If I understand your description correctly you have the 50A GFI installed in the main panel which is feeding the 20A and 30A in the subpanel. If so the subpanel and spa are GFI protected. I personally would have done the same thing and don't see why three GFIs were recommended.
I'm not sure what you meant by "configured the neutral lead in the main box". The correct thing to do would be that the white pigtail lead which is permanently attached to the 50A GFI should be connected to the neutral bar in the main panel (where all of the other white wires are connected). Then connect the white wire leading to your sub-panel to the "white" or "neut" terminal on the GFI. Do not connect the sub-panel white wire directly to the main panel's neutral bar.
Out at the sub-panel all white wires should be connected to the sub-panel neutral bar. Make sure that the neutral bar is not bonded to earth ground. The sub-panel neutral bar might have come with a screw or jumper which could be used to connect it to the metal enclosure of the sub-panel itself. You don't want to do that in your situation. All neutrals need to stay isolated from a ground connection after exiting the 50A GFI back at the main panel.
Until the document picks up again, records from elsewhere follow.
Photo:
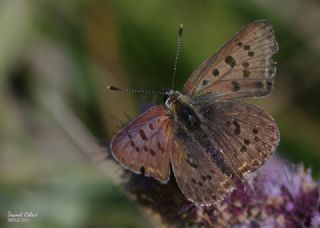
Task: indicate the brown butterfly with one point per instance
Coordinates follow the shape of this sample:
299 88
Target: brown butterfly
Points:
210 139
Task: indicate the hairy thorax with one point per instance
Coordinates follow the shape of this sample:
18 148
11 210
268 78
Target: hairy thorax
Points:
183 111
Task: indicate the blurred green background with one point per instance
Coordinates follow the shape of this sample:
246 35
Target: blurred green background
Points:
57 58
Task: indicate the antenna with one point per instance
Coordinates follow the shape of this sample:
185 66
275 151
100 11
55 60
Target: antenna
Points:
177 54
136 90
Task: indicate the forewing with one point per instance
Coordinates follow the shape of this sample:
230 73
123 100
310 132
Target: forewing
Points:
143 145
243 67
197 175
246 135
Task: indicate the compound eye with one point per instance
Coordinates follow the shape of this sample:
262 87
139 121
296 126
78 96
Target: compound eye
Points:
165 98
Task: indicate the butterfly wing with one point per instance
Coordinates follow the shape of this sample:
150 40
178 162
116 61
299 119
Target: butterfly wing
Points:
198 176
243 67
246 135
143 145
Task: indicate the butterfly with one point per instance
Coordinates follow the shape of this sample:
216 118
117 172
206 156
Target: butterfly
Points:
209 137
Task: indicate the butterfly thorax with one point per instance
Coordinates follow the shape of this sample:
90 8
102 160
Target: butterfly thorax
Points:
182 110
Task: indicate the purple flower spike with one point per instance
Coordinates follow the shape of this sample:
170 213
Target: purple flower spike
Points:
279 195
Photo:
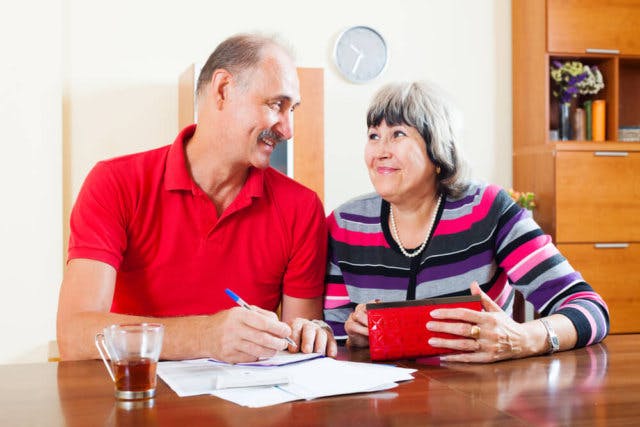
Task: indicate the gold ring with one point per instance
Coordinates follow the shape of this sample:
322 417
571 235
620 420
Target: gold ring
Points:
475 332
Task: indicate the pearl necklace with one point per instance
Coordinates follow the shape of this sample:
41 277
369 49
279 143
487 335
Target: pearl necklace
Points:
396 236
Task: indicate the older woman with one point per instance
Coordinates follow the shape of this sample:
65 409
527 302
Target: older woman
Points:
428 232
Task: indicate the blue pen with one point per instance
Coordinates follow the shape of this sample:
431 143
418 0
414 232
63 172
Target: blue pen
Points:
242 303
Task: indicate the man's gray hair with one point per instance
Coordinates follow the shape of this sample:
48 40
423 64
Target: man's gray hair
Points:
237 54
428 109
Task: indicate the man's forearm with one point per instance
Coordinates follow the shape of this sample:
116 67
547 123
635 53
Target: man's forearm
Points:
183 336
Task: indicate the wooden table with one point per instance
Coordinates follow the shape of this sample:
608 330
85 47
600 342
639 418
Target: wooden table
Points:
598 385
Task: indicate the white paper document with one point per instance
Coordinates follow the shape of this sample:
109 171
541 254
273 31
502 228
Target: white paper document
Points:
307 379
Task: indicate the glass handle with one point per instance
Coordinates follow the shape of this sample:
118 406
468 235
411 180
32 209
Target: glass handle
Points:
102 349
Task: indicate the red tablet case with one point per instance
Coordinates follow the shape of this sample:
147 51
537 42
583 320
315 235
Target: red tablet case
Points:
397 330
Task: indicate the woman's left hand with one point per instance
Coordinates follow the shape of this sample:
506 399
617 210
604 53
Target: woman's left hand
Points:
489 336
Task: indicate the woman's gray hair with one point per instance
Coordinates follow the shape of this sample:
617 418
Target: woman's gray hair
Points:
427 108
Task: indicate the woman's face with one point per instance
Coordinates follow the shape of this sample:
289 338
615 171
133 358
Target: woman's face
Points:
399 167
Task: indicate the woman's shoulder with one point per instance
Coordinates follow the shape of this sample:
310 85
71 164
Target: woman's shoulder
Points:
478 194
366 205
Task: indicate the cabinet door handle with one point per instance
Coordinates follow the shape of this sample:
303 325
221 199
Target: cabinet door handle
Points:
611 153
611 245
611 51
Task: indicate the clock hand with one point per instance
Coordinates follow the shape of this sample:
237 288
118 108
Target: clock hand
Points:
355 65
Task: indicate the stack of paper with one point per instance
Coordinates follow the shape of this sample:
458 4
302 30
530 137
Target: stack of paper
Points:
288 377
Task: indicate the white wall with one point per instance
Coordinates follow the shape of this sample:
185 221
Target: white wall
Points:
120 65
30 176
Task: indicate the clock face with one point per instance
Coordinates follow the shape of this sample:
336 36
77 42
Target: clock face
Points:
360 54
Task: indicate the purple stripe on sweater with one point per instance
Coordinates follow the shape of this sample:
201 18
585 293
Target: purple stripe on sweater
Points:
359 218
509 225
464 201
457 268
548 290
375 282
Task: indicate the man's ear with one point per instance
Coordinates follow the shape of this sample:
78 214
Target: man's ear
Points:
220 81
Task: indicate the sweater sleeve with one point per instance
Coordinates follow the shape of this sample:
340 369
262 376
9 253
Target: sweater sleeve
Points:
544 276
337 304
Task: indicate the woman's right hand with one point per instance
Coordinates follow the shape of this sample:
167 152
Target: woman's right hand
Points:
357 326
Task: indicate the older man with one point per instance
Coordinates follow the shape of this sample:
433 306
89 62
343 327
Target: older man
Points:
158 236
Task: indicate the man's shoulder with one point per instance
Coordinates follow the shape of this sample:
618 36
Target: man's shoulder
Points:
284 186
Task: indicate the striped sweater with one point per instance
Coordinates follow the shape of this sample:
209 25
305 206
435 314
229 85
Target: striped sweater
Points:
482 235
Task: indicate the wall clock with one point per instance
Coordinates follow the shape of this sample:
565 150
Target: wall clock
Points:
360 54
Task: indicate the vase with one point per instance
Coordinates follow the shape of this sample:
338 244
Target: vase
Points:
587 113
565 121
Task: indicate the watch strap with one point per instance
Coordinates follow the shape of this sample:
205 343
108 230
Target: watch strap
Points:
552 337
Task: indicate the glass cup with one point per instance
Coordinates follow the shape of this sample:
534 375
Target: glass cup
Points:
132 351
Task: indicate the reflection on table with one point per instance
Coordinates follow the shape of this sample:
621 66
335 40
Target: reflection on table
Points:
598 385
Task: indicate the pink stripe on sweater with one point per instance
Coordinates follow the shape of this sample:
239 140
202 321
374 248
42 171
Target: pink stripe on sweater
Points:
525 249
478 212
355 238
585 295
336 290
536 259
332 303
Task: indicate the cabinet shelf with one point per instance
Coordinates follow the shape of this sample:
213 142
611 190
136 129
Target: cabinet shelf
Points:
587 192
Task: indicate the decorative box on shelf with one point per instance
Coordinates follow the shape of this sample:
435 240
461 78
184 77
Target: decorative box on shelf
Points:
629 134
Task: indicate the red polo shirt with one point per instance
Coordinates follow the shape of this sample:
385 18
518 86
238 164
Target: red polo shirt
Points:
144 215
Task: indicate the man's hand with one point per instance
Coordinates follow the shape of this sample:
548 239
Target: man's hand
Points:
241 335
313 336
357 326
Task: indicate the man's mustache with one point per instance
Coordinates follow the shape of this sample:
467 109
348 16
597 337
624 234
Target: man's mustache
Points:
269 134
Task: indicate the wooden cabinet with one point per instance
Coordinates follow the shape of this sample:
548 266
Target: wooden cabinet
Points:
613 269
588 193
580 26
598 196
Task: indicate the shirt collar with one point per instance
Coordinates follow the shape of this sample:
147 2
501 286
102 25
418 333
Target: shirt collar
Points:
176 175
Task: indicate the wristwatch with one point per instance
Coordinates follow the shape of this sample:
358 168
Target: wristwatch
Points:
552 337
322 324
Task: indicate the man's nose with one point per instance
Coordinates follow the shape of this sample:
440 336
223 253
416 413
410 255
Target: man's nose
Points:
284 126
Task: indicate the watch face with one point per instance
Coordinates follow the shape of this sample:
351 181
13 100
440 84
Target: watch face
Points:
360 54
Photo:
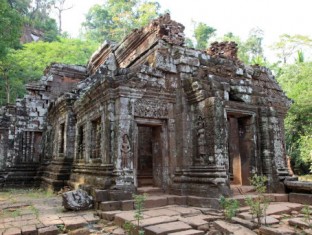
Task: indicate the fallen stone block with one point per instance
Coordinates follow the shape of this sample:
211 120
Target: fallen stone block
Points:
302 198
110 206
80 231
51 230
109 215
162 229
245 223
264 230
188 232
299 222
12 231
235 229
74 222
29 230
77 200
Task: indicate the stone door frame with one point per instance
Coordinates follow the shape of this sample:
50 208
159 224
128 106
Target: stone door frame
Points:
250 156
160 123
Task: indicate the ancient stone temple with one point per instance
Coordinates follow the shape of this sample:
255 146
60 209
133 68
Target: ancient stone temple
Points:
149 111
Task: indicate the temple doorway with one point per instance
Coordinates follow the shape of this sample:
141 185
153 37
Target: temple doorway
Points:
240 147
149 156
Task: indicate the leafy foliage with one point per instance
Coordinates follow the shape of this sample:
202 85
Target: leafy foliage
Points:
259 204
230 207
296 80
27 64
10 25
202 33
116 18
289 45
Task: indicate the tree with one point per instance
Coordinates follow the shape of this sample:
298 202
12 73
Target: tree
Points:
10 25
250 51
27 64
202 33
295 80
116 18
59 5
288 46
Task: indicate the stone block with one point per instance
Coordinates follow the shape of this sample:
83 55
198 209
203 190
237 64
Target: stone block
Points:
229 228
299 223
188 232
177 200
155 202
162 229
245 223
110 206
157 220
109 215
12 231
127 205
120 195
29 230
160 212
90 218
100 195
264 230
51 230
302 198
74 222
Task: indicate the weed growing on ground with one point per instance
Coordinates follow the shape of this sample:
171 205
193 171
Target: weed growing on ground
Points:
259 204
307 214
138 214
230 207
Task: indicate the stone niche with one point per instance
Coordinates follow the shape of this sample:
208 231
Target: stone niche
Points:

Also out at the main panel the green or bare earth ground wires need to be connected to the sub-panel ground bar. They should not be connected to the neutral bar. (Even though you might have seen grounds and neutrals connected to the same bar back at the main panel, it's not OK to do it out at the sub panel).
At this point, turn of the 20A and 30A breakers and turn on the 50A GFI and it should not trip. If it does either the GFI is bad, you have a neutral and ground connected somewhere, or you damaged the insulation on the wire.
Next turn on the breaker (20A?) that runs the pumps. See if you can run them for a while without tripping the GFI. After that try turning on the other breaker and raise the setpoint to run the heater. If either of these steps fail you'll know where to look for th eissue.